April 1, 2018
ATI Physical Therapy has noticed that PHI of more than 35,000 of its clients might have been accessed when a hacker took details within the electronic mail accounts of a few of its staff members.
A safety breach was noticed on January 18, 2018 when ATI Physical Therapy noticed that the direct deposit details of a few of its employees had been altered in its payroll database. Quick action was taken to protect its staff and outside forensic detectives were called in to probe the complete range and scope of the breach.
The probe demonstrated that the electronic mail accounts of certain staff members had been undermined and were accessed by illegal persons between January 9 and January 12, 2018. An examination of the electronic mail contained in the accounts demonstrated they contained the PHI of tens of thousands of patients.

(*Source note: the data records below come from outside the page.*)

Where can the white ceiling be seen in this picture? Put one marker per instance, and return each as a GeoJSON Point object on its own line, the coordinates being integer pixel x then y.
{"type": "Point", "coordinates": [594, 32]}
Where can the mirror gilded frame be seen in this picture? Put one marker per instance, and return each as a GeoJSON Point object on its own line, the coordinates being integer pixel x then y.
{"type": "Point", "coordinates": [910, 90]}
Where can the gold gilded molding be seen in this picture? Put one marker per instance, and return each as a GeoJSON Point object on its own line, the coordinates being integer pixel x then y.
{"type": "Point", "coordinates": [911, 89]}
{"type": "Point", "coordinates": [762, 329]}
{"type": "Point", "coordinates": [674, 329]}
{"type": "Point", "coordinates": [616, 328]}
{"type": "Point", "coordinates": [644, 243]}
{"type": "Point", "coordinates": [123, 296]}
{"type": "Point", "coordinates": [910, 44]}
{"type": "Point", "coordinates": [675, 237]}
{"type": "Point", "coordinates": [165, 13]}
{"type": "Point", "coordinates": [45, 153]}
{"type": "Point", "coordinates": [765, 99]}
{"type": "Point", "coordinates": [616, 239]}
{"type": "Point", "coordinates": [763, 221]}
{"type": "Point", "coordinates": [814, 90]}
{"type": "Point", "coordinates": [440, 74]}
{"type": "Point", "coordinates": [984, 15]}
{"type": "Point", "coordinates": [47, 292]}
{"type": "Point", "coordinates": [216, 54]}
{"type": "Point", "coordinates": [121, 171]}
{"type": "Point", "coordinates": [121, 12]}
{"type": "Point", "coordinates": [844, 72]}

The variety of information possibly accessed differed per impacted individual, but might have included names, prescription information, treatment specifics, diagnoses, disability codes, financial account details, patient ID numbers, medical record details, billing/claims data, health insurance information, Medicare/Medicaid information, Social Security numbers, state ID numbers, driver’s license numbers, credit/debit card numbers, dates of birth, and physicians’ and therapists’ identities.
ATI Physical Therapy has disclosed that only a small number of patients had their Social Security numbers retrieved.
Patients impacted by the phishing occurrence have now been warned by post and have been offered credit checking facilities for free. Patients will also be protected by a $1 million identity theft insurance plan. No proof of wrong use of information has been noticed by ATI Physical Therapy of the forensic detectives.
ATI Physical Therapy’s analysis into the breach is continuing and actions have been taken to increase electronic mail safety to obstruct future breaches and staff members have been provided with training to assist them to find phishing electronic mails.
The Division of Health and Human Services’ OOCR breach report portal demonstrates that 35,136 patients have probably had their PHI taken.